The source code contains a similar comment with a bit more explanation:
/* The list is temporarily made empty, so that mutations performed
* by comparison functions can't affect the slice of memory we're
* sorting (allowing mutations during sorting is a core-dump
* factory, since ob_item may change).
*/
The explanation isn't straight-forward but the problem is that the key-function and the comparisons could change the list
instance during sorting which is very likely to result in undefined behavior of the C-code (which may crash the interpreter). To prevent that the list is emptied during the sorting, so that even if someone changes the instance it won't result in an interpreter crash.
This doesn't happen with sorted
because sorted
copies the list and simply sorts the copy. The copy is still emptied during the sorting but there's no way to access it, so it isn't visible.
However you really shouldn't sort like this to get a frequency sort. That's because for each item you call the key
function once. And list.count
iterates over each item, so you effectively iterate the whole list for each element (what is called O(n**2)
complexity). A better way would be to calculate the frequency once for each element (can be done in O(n)
) and then just access that in the key
.
However since CPython has a Counter
class that also supports most_common
you could really just use that:
>>> from collections import Counter
>>> [item for item, count in reversed(Counter(a).most_common()) for _ in range(count)]
[1, 2, 2, 5, 5, 4, 4, 4]
This may change the order of the elements with equal counts but since you're doing a frequency count that shouldn't matter to much.

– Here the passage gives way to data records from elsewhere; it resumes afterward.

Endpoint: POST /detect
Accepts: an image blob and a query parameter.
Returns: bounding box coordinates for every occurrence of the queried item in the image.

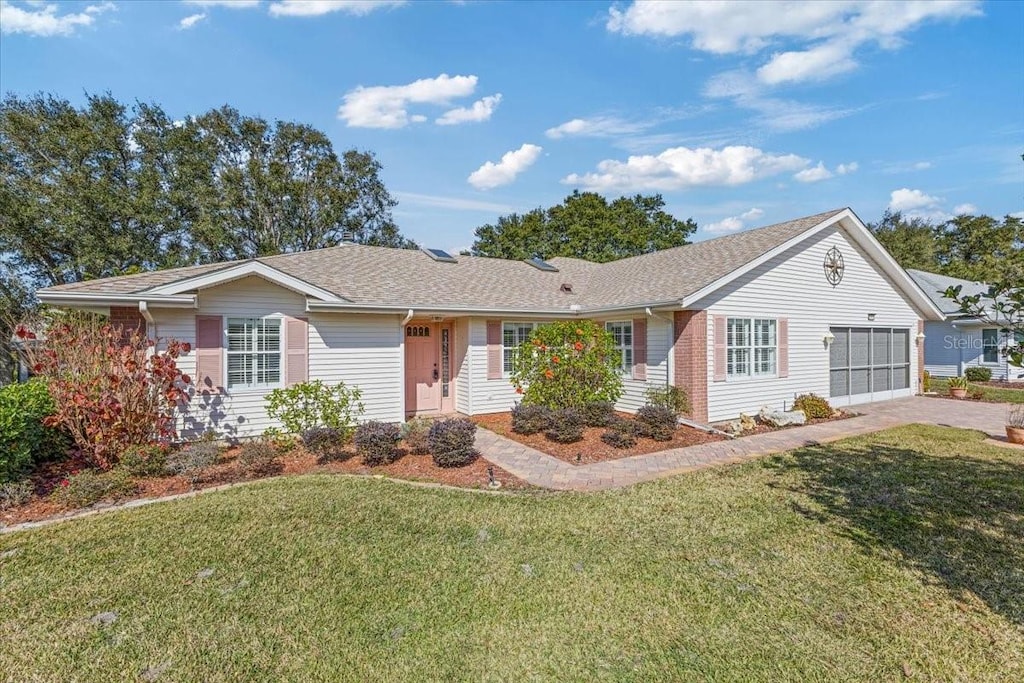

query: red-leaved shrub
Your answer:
[15,314,191,469]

What you see is the result of a certain CPython implementation detail of list.sort
. Try this again, but create a copy of a
first:
a.sort(key=a.copy().count)
a
# [1, 5, 5, 2, 2, 4, 4, 4]
.sort
modifies a
internally, so a.count
is going to produce un-predictable results. This is documented as an implementation detail.
What copy
call does is it creates a copy of a
and uses that list's count
method as the key. You can see what happens with some debug statements:
def count(x):
print(a)
return a.count(x)
a.sort(key=count)
[]
[]
[]
...
a
turns up as an empty list when accessed inside .sort
, and [].count(anything)
will be 0
. This explains why the output is the same as the input - the predicates are all the same (0
).
OTOH, sorted
creates a new list, so it doesn't have this problem.
If you really want to sort by frequency counts, the idiomatic method is to use a Counter
:
from collections import Counter
a.sort(key=Counter(a).get)
a
# [1, 5, 5, 2, 2, 4, 4, 4]